Meantime, one Gerawan worker recently filed a police report claiming that a union operative threatened him with physical assault if he didn't support the union. Others tell me union operatives have shown up at their homes and passed around fliers that suggest workers could earn "libertad con papeles" (freedom papers)—i.e., immigration amnesty—if they pledge support for the union.

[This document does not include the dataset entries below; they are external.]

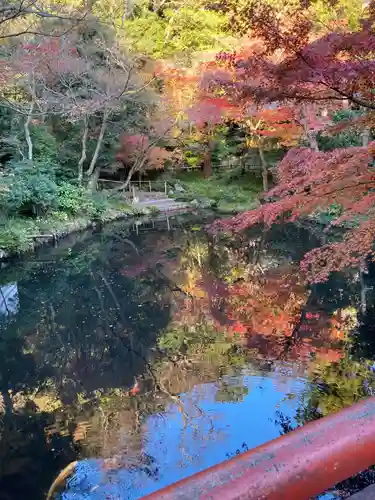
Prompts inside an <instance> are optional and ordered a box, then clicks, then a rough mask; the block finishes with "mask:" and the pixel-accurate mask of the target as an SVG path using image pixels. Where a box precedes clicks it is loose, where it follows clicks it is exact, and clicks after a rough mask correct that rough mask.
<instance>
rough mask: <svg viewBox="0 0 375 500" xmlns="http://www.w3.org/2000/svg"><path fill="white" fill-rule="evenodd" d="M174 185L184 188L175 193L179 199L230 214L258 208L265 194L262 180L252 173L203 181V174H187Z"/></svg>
mask: <svg viewBox="0 0 375 500" xmlns="http://www.w3.org/2000/svg"><path fill="white" fill-rule="evenodd" d="M174 182H175V183H176V184H177V185H178V186H181V187H182V188H183V191H182V192H179V191H178V190H174V191H173V194H172V196H173V197H174V198H175V199H176V200H179V201H187V202H190V203H193V205H194V204H195V205H196V206H197V207H202V208H213V209H215V210H217V211H220V212H223V213H229V214H231V213H238V212H241V211H245V210H251V209H252V208H256V207H257V205H258V203H259V202H258V197H259V194H260V193H261V192H262V181H261V179H259V178H258V177H256V176H255V175H254V174H251V173H246V174H243V175H241V174H237V175H236V173H235V172H232V173H227V175H221V176H219V175H214V176H212V177H211V178H209V179H204V178H203V177H202V175H201V173H200V172H199V173H195V172H184V173H181V174H179V175H177V176H176V178H175V179H174Z"/></svg>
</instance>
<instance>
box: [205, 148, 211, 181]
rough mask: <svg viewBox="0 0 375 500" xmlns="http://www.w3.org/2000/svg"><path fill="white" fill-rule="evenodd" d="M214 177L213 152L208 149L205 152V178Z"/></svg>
mask: <svg viewBox="0 0 375 500" xmlns="http://www.w3.org/2000/svg"><path fill="white" fill-rule="evenodd" d="M211 176H212V154H211V150H210V148H209V147H208V148H207V149H206V151H205V152H204V157H203V177H204V178H205V179H207V178H208V177H211Z"/></svg>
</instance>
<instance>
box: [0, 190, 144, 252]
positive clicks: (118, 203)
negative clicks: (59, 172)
mask: <svg viewBox="0 0 375 500" xmlns="http://www.w3.org/2000/svg"><path fill="white" fill-rule="evenodd" d="M152 212H153V210H151V209H147V208H145V209H143V208H142V209H139V208H134V207H132V206H131V205H128V204H126V203H125V202H124V200H123V199H121V198H120V197H117V198H109V197H106V196H105V195H104V196H102V197H101V203H100V206H99V205H97V206H95V207H94V208H93V209H92V210H84V209H82V210H78V211H74V212H72V211H69V210H67V211H62V210H60V211H49V212H48V213H46V214H44V215H43V216H42V217H35V218H33V217H27V216H21V215H15V216H8V217H3V218H2V219H1V220H0V261H1V260H6V259H7V258H10V257H12V256H15V255H19V254H22V253H26V252H30V251H33V250H35V249H36V248H37V247H39V246H40V245H42V244H45V243H49V242H53V241H56V240H57V239H60V238H63V237H64V236H67V235H69V234H72V233H75V232H78V231H83V230H85V229H88V228H90V227H93V226H95V225H96V224H104V223H107V222H111V221H114V220H118V219H121V218H126V217H135V216H139V215H148V214H150V213H152Z"/></svg>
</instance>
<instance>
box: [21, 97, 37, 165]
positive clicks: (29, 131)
mask: <svg viewBox="0 0 375 500" xmlns="http://www.w3.org/2000/svg"><path fill="white" fill-rule="evenodd" d="M34 106H35V100H34V96H33V97H32V101H31V104H30V109H29V113H28V115H27V119H26V121H25V124H24V126H23V128H24V130H25V137H26V143H27V158H28V159H29V160H32V159H33V141H32V139H31V135H30V123H31V118H32V115H33V112H34Z"/></svg>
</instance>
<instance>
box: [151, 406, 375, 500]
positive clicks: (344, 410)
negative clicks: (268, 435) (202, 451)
mask: <svg viewBox="0 0 375 500" xmlns="http://www.w3.org/2000/svg"><path fill="white" fill-rule="evenodd" d="M373 464H375V397H371V398H369V399H366V400H364V401H362V402H360V403H357V404H355V405H353V406H351V407H350V408H347V409H345V410H342V411H340V412H338V413H335V414H333V415H330V416H328V417H325V418H322V419H320V420H317V421H315V422H311V423H309V424H307V425H305V426H303V427H300V428H298V429H296V430H295V431H293V432H290V433H289V434H287V435H286V436H282V437H280V438H278V439H275V440H274V441H270V442H268V443H266V444H264V445H262V446H259V447H257V448H255V449H253V450H250V451H248V452H245V453H243V454H242V455H239V456H236V457H235V458H232V459H230V460H227V461H226V462H223V463H221V464H218V465H215V466H214V467H211V468H209V469H206V470H204V471H202V472H199V473H198V474H195V475H193V476H190V477H188V478H186V479H183V480H182V481H179V482H177V483H175V484H173V485H171V486H168V487H166V488H164V489H162V490H159V491H157V492H155V493H152V494H151V495H148V496H146V497H144V500H146V499H147V500H156V499H158V500H175V499H178V500H195V499H212V500H216V499H217V500H261V499H267V500H308V499H309V498H311V497H312V496H314V495H317V494H319V493H321V492H323V491H324V490H326V489H327V488H330V487H332V486H334V485H335V484H336V483H338V482H340V481H343V480H344V479H346V478H348V477H350V476H353V475H355V474H356V473H358V472H360V471H361V470H364V469H366V468H367V467H369V466H371V465H373Z"/></svg>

The union's general counsel, Mr. Martinez, says the workers' allegations are "complete lies," and that the union is being vindicated by the "neutral state-appointed officials" on the Agricultural Labor Relations Board. Meanwhile, the union has filed 14 unfair-labor-practice complaints in an effort to undermine the company's support among workers. (Gerawan denies any wrongdoing.)
Last month, the union charged Gerawan management with aiding the decertification effort because three of its 55 supervisors had helped circulate the petition (notwithstanding Gerawan's instructions not to). The Agricultural Labor Relations Board's attorneys requested a temporary restraining order from state court against Gerawan and permission to allow the board's staff into the fields to instruct Gerawan workers of their rights—on the company's dime. The attorneys also argued that employees could be considered "agents" of the employer if their anti-union activities reflected their managements' views.
Fresno Superior Court Judge Jeffrey Hamilton ordered the company's supervisors to stop circulating the petition, but he added that the state's Agricultural Labor Relations Board appeared to be "in cahoots" with the union and that "it is important for the Court to be suspicious of government agencies and ensure that the rights of everyone are protected."
The board isn't the only state body that appears in cahoots with the union. According to Mr. Steinberg, the Senate president, Gerawan has "unlawfully coerced, interfered with, and restrained its agricultural employees." Mr. Steinberg's former campaign adviser Richie Ross, who works as a registered lobbyist for the UFW and a consultant for Democratic legislators, strong-armed the senator's bill through the legislature last month.
"I don't think we will survive" if Gov. Jerry Brown signs the bill, says Mr. Gerawan. "The state doesn't want good employers." Nor does it seem to care about protecting workers.